Sunday 7 December 2014

What can you say about the adopted selves in Oscar Wilde's The Importance of Being Earnest?

The adopted selves in The Importance of Being Ernest are traditionally thought of as Oscar Wilde's commentary on the pretensions of Victorian society. Victorian society was highly moralistic and very structured. Every person had their role and were expected--even assumed--to not deviate from it. People married and had children, never stepping out on their spouses and not, under any circumstances, engaging in "immoral" behavior. Wilde himself was a living example of how untrue this was. He was married but carried on affairs with men, eventually initiating an arrest, imprisonment, and trial for "gross indecency" with men. He was an accepted member of high society and a socialite as well as a Protestant with Catholic leanings. He was a study of duality himself. 

The Importance of Being Ernest mocks Victorian expectations that everyone was what they seemed to be. In the play, almost no one is what they seem--or even necessarily what they think they are. Jack poses as Earnest when he goes to the city so he can do what he pleases on the pretense that he is helping keep his little brother Ernest in line; in reality, he "becomes" Ernest and goes partying. Algernon, who poses as the made-up cousin Ernest of Jack to woo Cecily, turns out to, in fact, be named Ernest. Algernon normally uses a made-up friend Bunbury as an excuse to leave the city and visit the country to do what he pleases. When they slip into their alternate realities, the lies become their realities. Wilde knows from experience that this is a reality of Victorian society; he's merely exposing it--confusingly yet comically. Such behavior and illusions would be necessary for many, if not most, Victorians to maintain sanity in such a restrictive society. 
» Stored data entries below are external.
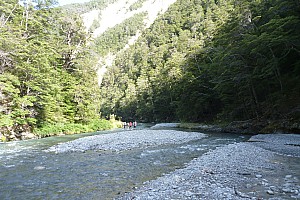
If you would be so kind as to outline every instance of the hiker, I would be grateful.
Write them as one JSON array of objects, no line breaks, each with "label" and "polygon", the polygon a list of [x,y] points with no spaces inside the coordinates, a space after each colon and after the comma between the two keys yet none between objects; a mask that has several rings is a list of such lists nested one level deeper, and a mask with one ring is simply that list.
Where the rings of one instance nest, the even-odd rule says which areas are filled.
[{"label": "hiker", "polygon": [[132,122],[129,122],[129,129],[131,129],[132,127]]},{"label": "hiker", "polygon": [[124,128],[124,129],[126,128],[126,125],[127,125],[127,123],[126,123],[126,122],[123,122],[123,128]]},{"label": "hiker", "polygon": [[137,126],[137,122],[134,121],[134,122],[133,122],[133,128],[136,128],[136,126]]}]

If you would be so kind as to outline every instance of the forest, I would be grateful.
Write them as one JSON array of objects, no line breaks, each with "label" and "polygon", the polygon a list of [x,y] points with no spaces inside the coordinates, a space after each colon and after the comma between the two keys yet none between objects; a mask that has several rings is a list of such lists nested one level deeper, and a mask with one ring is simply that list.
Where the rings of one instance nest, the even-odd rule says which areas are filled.
[{"label": "forest", "polygon": [[76,13],[55,1],[0,3],[0,139],[95,131],[100,119],[97,56]]},{"label": "forest", "polygon": [[300,130],[298,0],[177,0],[126,50],[143,14],[94,40],[79,15],[113,2],[0,2],[0,140],[109,128],[111,116]]},{"label": "forest", "polygon": [[294,0],[178,0],[118,55],[101,112],[299,131],[299,8]]}]

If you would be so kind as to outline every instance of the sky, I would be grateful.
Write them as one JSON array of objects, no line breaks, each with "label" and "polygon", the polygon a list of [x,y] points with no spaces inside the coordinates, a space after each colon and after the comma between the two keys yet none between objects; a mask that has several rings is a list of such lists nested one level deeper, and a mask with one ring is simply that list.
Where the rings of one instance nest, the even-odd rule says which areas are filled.
[{"label": "sky", "polygon": [[58,0],[60,6],[71,4],[71,3],[85,3],[91,0]]}]

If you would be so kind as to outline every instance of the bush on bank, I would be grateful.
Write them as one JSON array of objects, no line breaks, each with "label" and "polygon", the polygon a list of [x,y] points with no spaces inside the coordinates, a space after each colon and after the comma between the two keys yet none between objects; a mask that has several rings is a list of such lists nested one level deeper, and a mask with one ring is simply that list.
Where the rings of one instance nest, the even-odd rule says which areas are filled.
[{"label": "bush on bank", "polygon": [[55,135],[64,135],[64,134],[78,134],[85,132],[94,132],[109,130],[115,127],[116,122],[97,119],[91,121],[89,124],[75,124],[75,123],[60,123],[60,124],[46,124],[41,128],[36,128],[34,134],[39,138],[50,137]]}]

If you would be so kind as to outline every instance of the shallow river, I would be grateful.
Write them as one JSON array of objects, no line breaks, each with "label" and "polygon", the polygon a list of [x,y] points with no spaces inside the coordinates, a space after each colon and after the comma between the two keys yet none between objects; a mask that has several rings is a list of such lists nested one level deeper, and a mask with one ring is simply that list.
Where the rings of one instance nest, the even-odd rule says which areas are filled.
[{"label": "shallow river", "polygon": [[113,199],[218,146],[248,139],[215,133],[184,144],[119,153],[45,151],[61,142],[116,131],[0,144],[0,199]]}]

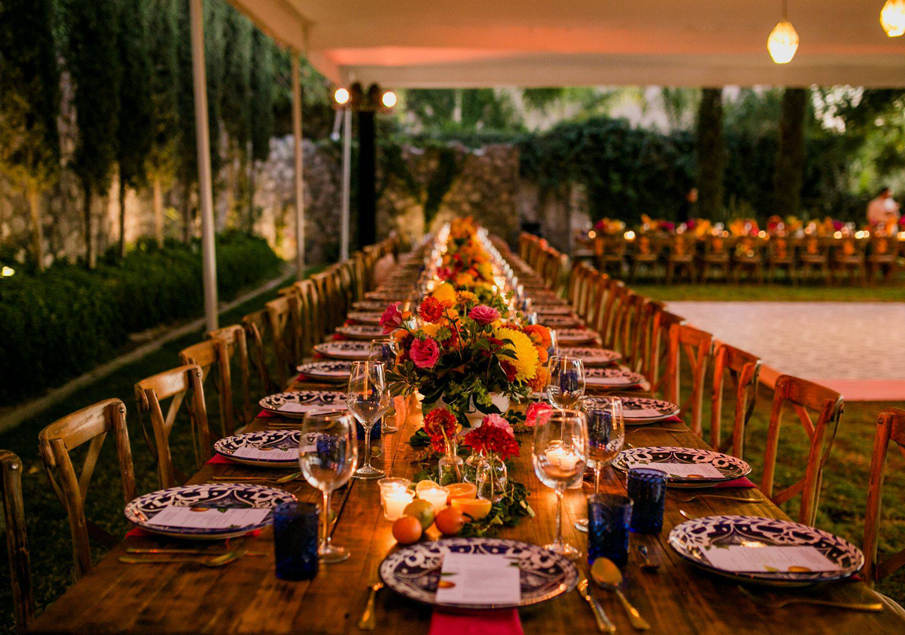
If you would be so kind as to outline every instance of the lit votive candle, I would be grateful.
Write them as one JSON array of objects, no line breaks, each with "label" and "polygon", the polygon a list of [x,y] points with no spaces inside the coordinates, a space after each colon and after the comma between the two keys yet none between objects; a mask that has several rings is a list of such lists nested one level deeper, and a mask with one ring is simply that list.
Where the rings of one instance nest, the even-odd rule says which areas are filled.
[{"label": "lit votive candle", "polygon": [[415,494],[408,489],[410,482],[404,478],[383,478],[378,482],[383,516],[387,520],[402,518],[402,512],[415,499]]},{"label": "lit votive candle", "polygon": [[449,496],[449,490],[445,487],[431,487],[418,492],[418,498],[425,500],[434,508],[434,513],[439,513],[441,509],[446,507],[446,499]]},{"label": "lit votive candle", "polygon": [[563,472],[574,471],[575,466],[581,460],[577,452],[562,447],[551,448],[547,450],[546,454],[547,460]]}]

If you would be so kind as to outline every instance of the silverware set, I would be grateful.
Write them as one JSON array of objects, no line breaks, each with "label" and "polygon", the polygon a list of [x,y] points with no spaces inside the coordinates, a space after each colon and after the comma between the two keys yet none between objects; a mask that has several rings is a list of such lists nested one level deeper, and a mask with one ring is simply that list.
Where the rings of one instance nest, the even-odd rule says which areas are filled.
[{"label": "silverware set", "polygon": [[690,503],[696,500],[710,500],[710,499],[719,499],[724,501],[735,501],[737,503],[761,503],[758,498],[751,497],[742,497],[742,496],[725,496],[722,494],[695,494],[694,496],[689,496],[688,498],[680,498],[673,494],[672,492],[667,492],[667,496],[676,500],[679,503]]},{"label": "silverware set", "polygon": [[280,477],[270,477],[270,476],[213,476],[211,477],[210,482],[212,483],[273,483],[275,485],[282,485],[284,483],[289,483],[296,479],[302,477],[301,472],[290,472],[285,476]]},{"label": "silverware set", "polygon": [[120,556],[119,561],[124,564],[173,564],[190,562],[192,564],[200,564],[203,567],[216,569],[219,567],[225,567],[230,562],[235,562],[236,560],[239,560],[246,555],[248,555],[248,552],[245,549],[237,549],[235,551],[227,551],[224,554],[214,557],[198,557],[188,555],[167,555],[163,558],[158,558],[156,557],[156,555],[145,557]]},{"label": "silverware set", "polygon": [[816,606],[832,606],[837,609],[848,609],[849,611],[865,611],[868,613],[880,613],[883,611],[881,602],[837,602],[835,600],[827,600],[825,598],[809,597],[804,595],[794,595],[786,597],[776,597],[775,595],[766,596],[754,593],[743,586],[739,586],[745,596],[759,606],[768,609],[781,609],[790,604],[814,604]]},{"label": "silverware set", "polygon": [[377,598],[377,592],[382,588],[383,582],[380,580],[377,569],[375,569],[374,575],[371,576],[371,583],[368,584],[368,603],[361,614],[361,619],[358,620],[358,628],[360,630],[373,631],[377,628],[377,612],[374,607],[374,600]]}]

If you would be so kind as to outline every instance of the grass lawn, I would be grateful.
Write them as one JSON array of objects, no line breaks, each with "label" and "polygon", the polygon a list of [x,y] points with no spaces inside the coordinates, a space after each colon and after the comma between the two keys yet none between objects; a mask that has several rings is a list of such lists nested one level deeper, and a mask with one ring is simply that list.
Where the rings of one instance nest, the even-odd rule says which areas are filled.
[{"label": "grass lawn", "polygon": [[632,284],[632,289],[660,301],[703,302],[905,302],[905,282],[873,286],[803,286],[787,284]]}]

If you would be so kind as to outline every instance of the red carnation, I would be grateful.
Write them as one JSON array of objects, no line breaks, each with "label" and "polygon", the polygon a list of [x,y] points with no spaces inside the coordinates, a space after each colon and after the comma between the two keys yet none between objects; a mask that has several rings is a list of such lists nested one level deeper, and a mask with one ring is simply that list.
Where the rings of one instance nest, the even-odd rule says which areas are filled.
[{"label": "red carnation", "polygon": [[500,360],[500,367],[503,369],[503,372],[506,373],[506,381],[515,381],[516,375],[518,375],[518,369],[510,362],[508,359]]},{"label": "red carnation", "polygon": [[456,417],[446,408],[435,408],[424,415],[424,431],[438,454],[446,452],[446,442],[456,435]]},{"label": "red carnation", "polygon": [[466,434],[463,443],[481,454],[497,454],[504,461],[518,456],[518,441],[515,440],[511,428],[506,430],[488,419],[489,417],[485,417],[480,427]]},{"label": "red carnation", "polygon": [[391,304],[383,312],[383,315],[380,316],[380,326],[383,327],[384,333],[389,333],[390,331],[398,329],[402,324],[402,311],[399,310],[401,305],[401,302]]},{"label": "red carnation", "polygon": [[440,304],[440,301],[437,298],[428,296],[418,308],[418,314],[425,322],[434,324],[443,317],[443,305]]}]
Another way of looking at the question is that Wilde was commenting (perhaps) on the fact that art imitates life and vice versa. Reality, in this play, follows imagination. Take, for example, the fact that each of the friends decide to have themselves christened "Ernest"--Jack, in love with Gwendolyn, who thinks his name is Ernest, solves the problem by deciding to have his name changed; and Algernon, having conspired to meet Jack's cousin Cecily and already posing as Ernest to meet her--and having learned that she is particularly drawn to the name--decides to have his name changed, as well. We also have the example of Cecily whose fictitious realities, created and written to escape the boredom of her life, are more real to her than her actual life.